By Natalie Heavren, Staff Writer

The 2018 Winter Olympics have come and gone, and the countdown to the 2020 Summer Olympics in Tokyo begins.

Team USA finished the games in fourth place overall with 23 medals, behind Norway, Germany, and Canada. They finished with nine gold, eight silver, and six bronze medals. This was one of the most successful stretches of medal winning, resulting in three gold and four silver medals.

The U.S. women’s hockey team took home gold for the first time in 20 years on Thursday, after beating Canada in a shootout. Thirty-eight years to the day after the U.S. men’s hockey team ended the Soviet Union’s streak of four straight Olympic gold medals, the U.S. women did the same to Canada’s streak of four straight Olympic gold medals.

Other members of Team USA also made history this week, becoming the first American curling team to beat their Canadian rivals. This was just one victory on the way to winning the first U.S. gold medal in Olympic history in men’s curling.

Team USA took home both gold and silver in the freestyle skiing men’s halfpipe thanks to David Wise and Alex Ferreira. Wise also came in first in Sochi in 2014 when the event first premiered.

Mikaela Shiffrin added to her medal count with a silver in women’s combined alpine skiing. Jamie Anderson was also able to add a silver in women’s big air (snowboarding) to her medal count. Kyle Mack won his first Olympic medal, a silver, in men’s big air.

With the help of Wise, Ferreira, Shiffrin, Anderson and Mack, as well as others, Team USA was able to win half their medals in either snowboarding or freestyle skiing.

Though this Olympics was full of history, not all of it was good. The 23 medals won this year were the U.S.’s lowest total since 1998, when there were only 68 events compared to the current 102 events.

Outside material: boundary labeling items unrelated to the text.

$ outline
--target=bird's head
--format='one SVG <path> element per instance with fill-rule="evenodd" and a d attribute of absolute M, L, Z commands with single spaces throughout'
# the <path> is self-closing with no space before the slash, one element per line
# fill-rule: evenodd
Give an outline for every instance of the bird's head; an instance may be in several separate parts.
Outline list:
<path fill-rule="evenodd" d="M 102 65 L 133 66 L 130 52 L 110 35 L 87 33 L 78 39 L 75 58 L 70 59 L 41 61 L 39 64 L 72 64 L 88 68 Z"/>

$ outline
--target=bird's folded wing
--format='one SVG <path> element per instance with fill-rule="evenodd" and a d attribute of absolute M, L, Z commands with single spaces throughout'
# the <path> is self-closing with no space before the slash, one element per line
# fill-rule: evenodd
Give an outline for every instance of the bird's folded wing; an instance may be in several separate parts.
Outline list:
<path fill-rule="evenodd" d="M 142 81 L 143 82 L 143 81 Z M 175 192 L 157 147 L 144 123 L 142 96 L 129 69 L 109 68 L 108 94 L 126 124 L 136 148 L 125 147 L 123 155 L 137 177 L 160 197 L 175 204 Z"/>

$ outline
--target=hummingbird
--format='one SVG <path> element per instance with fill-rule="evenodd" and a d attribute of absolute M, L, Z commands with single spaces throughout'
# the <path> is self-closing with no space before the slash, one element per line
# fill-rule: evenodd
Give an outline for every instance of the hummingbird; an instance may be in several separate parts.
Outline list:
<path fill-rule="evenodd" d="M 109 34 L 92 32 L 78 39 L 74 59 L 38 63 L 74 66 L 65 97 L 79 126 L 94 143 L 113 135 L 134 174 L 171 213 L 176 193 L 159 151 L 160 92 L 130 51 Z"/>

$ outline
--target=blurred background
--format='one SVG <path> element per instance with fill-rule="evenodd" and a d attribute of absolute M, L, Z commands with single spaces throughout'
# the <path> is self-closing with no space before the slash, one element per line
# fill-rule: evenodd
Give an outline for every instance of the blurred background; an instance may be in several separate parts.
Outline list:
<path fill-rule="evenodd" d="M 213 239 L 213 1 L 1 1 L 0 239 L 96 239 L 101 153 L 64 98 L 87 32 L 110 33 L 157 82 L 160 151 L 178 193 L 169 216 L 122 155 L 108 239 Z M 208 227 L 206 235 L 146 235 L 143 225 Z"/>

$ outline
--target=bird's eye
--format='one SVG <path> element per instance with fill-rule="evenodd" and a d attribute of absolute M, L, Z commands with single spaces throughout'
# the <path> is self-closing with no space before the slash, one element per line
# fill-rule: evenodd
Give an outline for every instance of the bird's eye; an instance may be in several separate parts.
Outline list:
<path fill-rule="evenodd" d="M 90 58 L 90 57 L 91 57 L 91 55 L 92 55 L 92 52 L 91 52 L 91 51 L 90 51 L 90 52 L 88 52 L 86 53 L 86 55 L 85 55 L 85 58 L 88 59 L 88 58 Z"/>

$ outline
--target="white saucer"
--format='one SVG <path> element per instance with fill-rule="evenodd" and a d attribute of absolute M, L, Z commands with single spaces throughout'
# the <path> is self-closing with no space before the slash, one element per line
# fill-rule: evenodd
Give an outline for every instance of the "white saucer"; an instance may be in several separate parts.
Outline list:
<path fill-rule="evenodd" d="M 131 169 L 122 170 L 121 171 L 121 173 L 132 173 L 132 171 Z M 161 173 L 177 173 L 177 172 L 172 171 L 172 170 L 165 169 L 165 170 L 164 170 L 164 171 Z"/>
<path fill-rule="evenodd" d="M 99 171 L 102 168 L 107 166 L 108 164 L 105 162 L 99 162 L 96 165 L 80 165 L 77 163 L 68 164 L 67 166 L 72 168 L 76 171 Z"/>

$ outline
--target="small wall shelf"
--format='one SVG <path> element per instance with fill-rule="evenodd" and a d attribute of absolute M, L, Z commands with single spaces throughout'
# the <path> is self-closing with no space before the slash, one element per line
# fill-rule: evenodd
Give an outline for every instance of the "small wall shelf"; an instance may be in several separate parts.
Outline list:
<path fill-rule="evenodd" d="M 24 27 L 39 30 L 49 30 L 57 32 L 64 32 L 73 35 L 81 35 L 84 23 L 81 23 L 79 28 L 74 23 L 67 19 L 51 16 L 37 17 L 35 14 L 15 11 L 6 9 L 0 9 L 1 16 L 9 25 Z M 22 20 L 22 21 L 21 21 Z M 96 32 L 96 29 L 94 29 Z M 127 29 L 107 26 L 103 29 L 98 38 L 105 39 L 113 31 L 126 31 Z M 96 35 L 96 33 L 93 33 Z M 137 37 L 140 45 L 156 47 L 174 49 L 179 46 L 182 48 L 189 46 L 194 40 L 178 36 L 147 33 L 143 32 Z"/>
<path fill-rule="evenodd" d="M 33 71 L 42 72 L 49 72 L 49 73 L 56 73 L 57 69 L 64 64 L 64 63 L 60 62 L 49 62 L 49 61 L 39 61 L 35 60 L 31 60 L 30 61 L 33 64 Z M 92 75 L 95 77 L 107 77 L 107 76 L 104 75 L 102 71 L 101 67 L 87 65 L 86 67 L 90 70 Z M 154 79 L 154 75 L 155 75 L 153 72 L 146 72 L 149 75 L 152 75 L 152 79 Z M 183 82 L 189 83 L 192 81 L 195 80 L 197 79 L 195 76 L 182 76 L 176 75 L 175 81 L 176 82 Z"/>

The U.S. earned 13 fewer medals than they expected according to sports statisticians at Five Thirty Eight. They fell not only short of the U.S. Olympic Committee’s baseline of 25 medals, but well short of their goal of 37 medals set by Team USA in the 2010 Winter Games.

Norway beat that record by winning 39 medals in Pyeongchang — eleven more than they were predicted to win.

Although the 2018 Winter Games may not have turned out as expected, history was made by individual athletes and competing teams such as Norway. Let the countdown begin to the 2020 Summer Games in Tokyo and the 2022 Winter Games in Beijing.